In the last century we have seen a public outbreak of evil in various forms, forms that are still going on. This is something that brilliant people in our modern times have thought deeply about.
It then becomes clear how weak the possibilities for thinking are if one does not have clairvoyant insight - or at least a thinking deepened by spiritual science. Goethe developed a 'power to judge in beholding', that is to say that the facts, the phenomenons, determine judgement.
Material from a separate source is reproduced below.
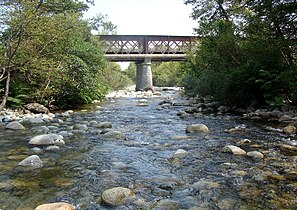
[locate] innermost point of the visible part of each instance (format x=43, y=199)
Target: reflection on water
x=206, y=178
In our time, however, a seeing consciousness must be developed, which arises when the will takes the place of thinking and still cognition is preserved.
When one looks at the images that exist of the Nuremberg Trials and the Eichmann Trial in Jerusalem, one can never come to the conclusion that the evil that was committed during Nazi time was banal.
In any case, I myself have never in my life looked at greater ingenuity, with which the banality is feigned by the defendants.
In the Lord's Prayer it is clear enough that the real evil has to do with the conscious choice in the I. The bread is there for the physical body, the guilt is connected with the etheric, the temptation with the astral - but the evil with the I.
In our earthly realms only human beings can be evil, the animals would not be blamed for this.
Even if the evil deed has to do with desires and anger, whereby the human element is lost, the choice for good or evil takes place in the ego. We are only at the beginning of this kind of evil.